PEEK has become a standard material in semiconductor and clean-technology equipment because it brings together a rare set of properties that those demanding environments require. First is purity and low outgassing: in vacuum and high-cleanliness process environments, materials that release contaminants are unacceptable, and PEEK's low outgassing makes it suitable for wafer-handling and process hardware. Second is chemical resistance, since semiconductor processing involves aggressive acids, solvents, and plasmas that destroy most polymers, while PEEK resists a wide range of these. Third is high-temperature capability, allowing parts to survive process heat that would soften ordinary plastics. For clean-tech and energy hardware, the draw is similar plus weight savings over metal, electrical insulation in unfilled and glass grades, and the option of anti-static behavior in carbon-filled grades where static control matters in electronics handling. As Eugene's clean-technology and energy-hardware sector grows alongside its precision machining base, these requirements increasingly land locally, and PEEK is frequently the material that satisfies the combination of cleanliness, chemical resistance, temperature, and weight that these applications demand where no cheaper polymer can meet all the criteria at once.

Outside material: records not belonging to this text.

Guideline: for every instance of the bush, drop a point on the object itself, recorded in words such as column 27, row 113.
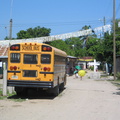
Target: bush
column 118, row 75
column 91, row 67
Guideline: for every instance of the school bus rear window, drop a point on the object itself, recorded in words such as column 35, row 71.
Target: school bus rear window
column 45, row 58
column 15, row 57
column 30, row 59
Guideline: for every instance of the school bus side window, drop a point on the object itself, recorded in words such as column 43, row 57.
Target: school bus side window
column 30, row 59
column 15, row 57
column 45, row 58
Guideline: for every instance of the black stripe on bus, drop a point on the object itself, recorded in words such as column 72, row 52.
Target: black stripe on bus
column 46, row 72
column 14, row 71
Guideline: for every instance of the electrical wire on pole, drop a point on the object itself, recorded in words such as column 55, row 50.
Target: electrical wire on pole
column 114, row 37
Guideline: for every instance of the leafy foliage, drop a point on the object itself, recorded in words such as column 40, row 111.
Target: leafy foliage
column 33, row 33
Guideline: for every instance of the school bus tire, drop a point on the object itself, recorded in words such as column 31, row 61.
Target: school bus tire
column 56, row 90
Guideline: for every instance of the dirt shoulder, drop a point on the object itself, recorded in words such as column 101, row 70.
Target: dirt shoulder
column 85, row 99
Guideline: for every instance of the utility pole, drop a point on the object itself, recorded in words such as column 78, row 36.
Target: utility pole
column 104, row 21
column 10, row 31
column 114, row 37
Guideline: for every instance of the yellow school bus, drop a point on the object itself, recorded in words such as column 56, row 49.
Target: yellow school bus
column 36, row 65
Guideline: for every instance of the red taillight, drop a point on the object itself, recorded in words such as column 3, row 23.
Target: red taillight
column 13, row 67
column 48, row 68
column 15, row 47
column 46, row 48
column 45, row 68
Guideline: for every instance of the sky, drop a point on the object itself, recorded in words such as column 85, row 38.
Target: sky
column 61, row 16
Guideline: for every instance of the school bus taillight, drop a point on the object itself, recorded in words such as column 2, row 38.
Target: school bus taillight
column 46, row 48
column 15, row 47
column 13, row 67
column 46, row 68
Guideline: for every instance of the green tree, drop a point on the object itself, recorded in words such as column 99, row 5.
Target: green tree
column 33, row 33
column 60, row 44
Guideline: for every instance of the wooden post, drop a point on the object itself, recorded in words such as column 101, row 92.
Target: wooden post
column 4, row 80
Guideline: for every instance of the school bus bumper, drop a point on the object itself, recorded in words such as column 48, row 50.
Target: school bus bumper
column 22, row 83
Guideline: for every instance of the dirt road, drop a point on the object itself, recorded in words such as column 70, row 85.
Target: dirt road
column 85, row 99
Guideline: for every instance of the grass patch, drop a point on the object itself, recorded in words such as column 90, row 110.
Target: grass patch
column 116, row 82
column 11, row 96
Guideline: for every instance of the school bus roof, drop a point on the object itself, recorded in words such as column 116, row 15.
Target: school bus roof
column 57, row 51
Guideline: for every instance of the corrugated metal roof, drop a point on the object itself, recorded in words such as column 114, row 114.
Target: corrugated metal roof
column 3, row 51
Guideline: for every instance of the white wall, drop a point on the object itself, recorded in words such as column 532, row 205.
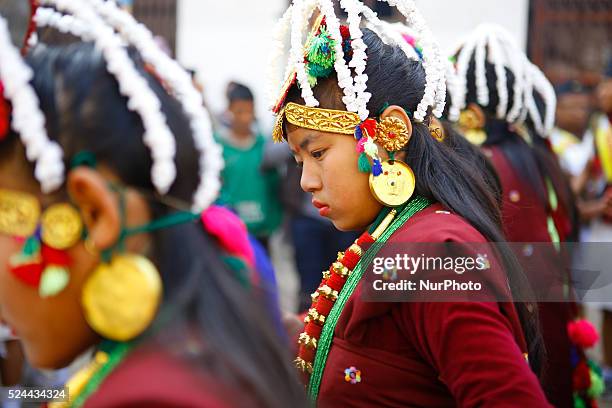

Yes, PEEK machines well on conventional CNC equipment, so Eugene's precision machining shops are generally capable of producing PEEK parts in-house without sending the work elsewhere. The material turns and mills cleanly when shops follow the right practices: keeping tooling sharp and polished, using appropriate speeds and feeds, ensuring good chip evacuation, and managing heat at the cutting zone since PEEK doesn't conduct heat away quickly. The two things that distinguish a shop experienced with PEEK from one that isn't are stress management and filler handling. Experienced shops know to use annealed stock or anneal between operations on tight-tolerance parts to prevent dimensional drift, and they plan for accelerated tool wear when machining abrasive glass-filled and carbon-filled grades, sometimes using coated or harder tooling. None of this requires exotic equipment, just the right experience and process discipline. When sourcing PEEK work in Eugene through ManufacturingBase, the most useful filter is to confirm the shop has run PEEK before, and specifically the filled grade you need if applicable, so your tolerances and surface finish come out as specified rather than discovering the learning curve on your parts.